Il est vrai que des ministres québécois séniors, dont Pablo Rodriguez, ont critiqué ouvertement la nomination d’Amira Elghawaby au poste de représentante spéciale du Canada chargée de la lutte contre l’islamophobie.
Rebelote dans le dossier du projet de loi visant à revamper la loi fédérale sur les langues officielles. Trois députés libéraux montréalais – Marc Garneau, Anthony Housefather et Emmanuella Lambropoulos – exigent de leur propre gouvernement qu’il y retire toute mention de la Charte de la langue française.
Mme Lambropoulos prétend même que la loi 96 du gouvernement Legault prive les Anglo-Québécois du droit d’être soignés en anglais alors que c’est archifaux.
Le tout a même valu au triumvirat d’être accusé par Francis Drouin, leur collègue député libéral et Franco-Ontarien, de se livrer à « un show de boucane honteux ». Ouch...
Après huit ans au pouvoir, Justin Trudeau serait-il en train de perdre son autorité morale sur ses troupes ? Réponse courte : peut-être bien que oui, mais peut-être bien que non...
Survivre ou non aux dissensions
Primo, il est fort possible que les dissensions du trio montréalais fassent l’affaire de M. Trudeau. Non seulement étaient-elles prévisibles, elles lui permettent aussi de conforter son électorat anglo-québécois fâché de le voir avaliser la thèse du déclin du français.
Deuxio, rares sont les chefs de partis, tous paliers et partis confondus, à ne pas vivre de pénibles épisodes de lavage interne de linge sale exportés bruyamment sur la place publique.
Il arrive parfois que ces durs moments signalent la fin imminente d’un régime et de son chef, mais il arrive aussi que leur impact soit négligeable.

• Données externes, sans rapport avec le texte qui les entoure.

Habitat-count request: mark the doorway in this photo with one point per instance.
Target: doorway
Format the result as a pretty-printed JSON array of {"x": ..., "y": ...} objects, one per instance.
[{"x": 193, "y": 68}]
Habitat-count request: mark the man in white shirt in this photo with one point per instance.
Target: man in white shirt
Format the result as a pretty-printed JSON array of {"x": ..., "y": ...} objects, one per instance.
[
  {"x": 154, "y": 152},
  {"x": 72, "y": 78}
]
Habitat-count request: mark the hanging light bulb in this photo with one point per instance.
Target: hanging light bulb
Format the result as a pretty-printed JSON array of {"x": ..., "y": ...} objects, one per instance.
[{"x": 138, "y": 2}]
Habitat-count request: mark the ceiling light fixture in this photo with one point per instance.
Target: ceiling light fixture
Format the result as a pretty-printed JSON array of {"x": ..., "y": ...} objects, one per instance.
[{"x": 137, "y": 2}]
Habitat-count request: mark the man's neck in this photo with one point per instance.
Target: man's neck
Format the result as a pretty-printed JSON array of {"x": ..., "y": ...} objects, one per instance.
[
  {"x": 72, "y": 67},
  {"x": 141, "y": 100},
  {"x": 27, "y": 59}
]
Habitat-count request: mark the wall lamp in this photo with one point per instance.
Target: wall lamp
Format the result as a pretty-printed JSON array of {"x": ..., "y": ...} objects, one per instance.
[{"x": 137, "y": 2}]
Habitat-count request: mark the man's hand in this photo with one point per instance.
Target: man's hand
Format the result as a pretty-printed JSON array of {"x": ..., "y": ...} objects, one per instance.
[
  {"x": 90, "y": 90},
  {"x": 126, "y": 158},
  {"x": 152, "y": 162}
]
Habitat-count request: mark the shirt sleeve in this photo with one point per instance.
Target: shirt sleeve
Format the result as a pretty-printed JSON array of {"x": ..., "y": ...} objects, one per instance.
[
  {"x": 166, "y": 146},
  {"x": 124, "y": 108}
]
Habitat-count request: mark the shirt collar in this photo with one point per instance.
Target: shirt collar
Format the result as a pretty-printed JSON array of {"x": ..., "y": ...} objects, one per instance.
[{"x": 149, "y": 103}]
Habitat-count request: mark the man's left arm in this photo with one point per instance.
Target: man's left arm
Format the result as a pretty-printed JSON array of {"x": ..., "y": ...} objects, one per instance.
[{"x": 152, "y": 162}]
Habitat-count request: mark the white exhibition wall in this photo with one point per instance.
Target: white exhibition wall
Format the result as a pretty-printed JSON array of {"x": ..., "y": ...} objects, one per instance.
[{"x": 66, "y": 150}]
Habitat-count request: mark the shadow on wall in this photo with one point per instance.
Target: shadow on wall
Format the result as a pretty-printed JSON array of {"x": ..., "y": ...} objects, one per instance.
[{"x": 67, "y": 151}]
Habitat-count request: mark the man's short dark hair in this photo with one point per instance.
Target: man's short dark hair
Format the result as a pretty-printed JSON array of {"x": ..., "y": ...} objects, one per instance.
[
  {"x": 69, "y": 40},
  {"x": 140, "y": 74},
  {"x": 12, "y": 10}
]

Au fédéral et au provincial, les deux cas de figure sont possibles.
Voici quelques exemples variés en politique québécoise de dissensions internes nettement plus spectaculaires encore.
1984 : Horripilés par le « beau risque » fédéraliste proposé par René Lévesque, plusieurs de ses ministres séniors, dont Jacques Parizeau, claquent la porte. Ce qui, dans ce cas-ci, sonnera la fin de l’ère Lévesque.
1988-1989 : En réponse à un jugement de la Cour suprême invalidant l’affichage commercial en français seulement, Robert Bourassa invoque la clause dérogatoire. En colère, trois de ses ministres anglophones – Clifford Lincoln, Richard French et Herbert Marx – démissionnent avec fracas.
S’ensuit même la création du Equality Party/Parti égalité. Or, malgré ce tsunami politique, en septembre 1989, M. Bourassa raflera un deuxième mandat et près de 50 % des voix.
Seul le temps le dira
2011 : Opposés au projet d’amphithéâtre à Québec appuyé par Pauline Marois, alors cheffe de l’opposition officielle, trois de ses meilleurs députés démissionnent : Lisette Lapointe, Pierre Curzi et Louise Beaudoin.
Le lendemain, dénonçant la mise en veilleuse de l’option souverainiste par Mme Marois, son député Jean-Martin Aussant, vu par plusieurs comme l’héritier politique de Jacques Parizeau, quitte le caucus à son tour.
Dans ce cas-ci, cette tempête n’empêchera pas Mme Marois de remporter le pouvoir en 2012. Son mandat sera toutefois minoritaire.
Comme quoi les dissensions internes, même publiques, finissent par passer. Parfois, elles sonnent la fin d’un règne. Parfois, elles ne sont qu’un accident de parcours. Seul le temps dira ce qu’il en sera vraiment pour Justin Trudeau.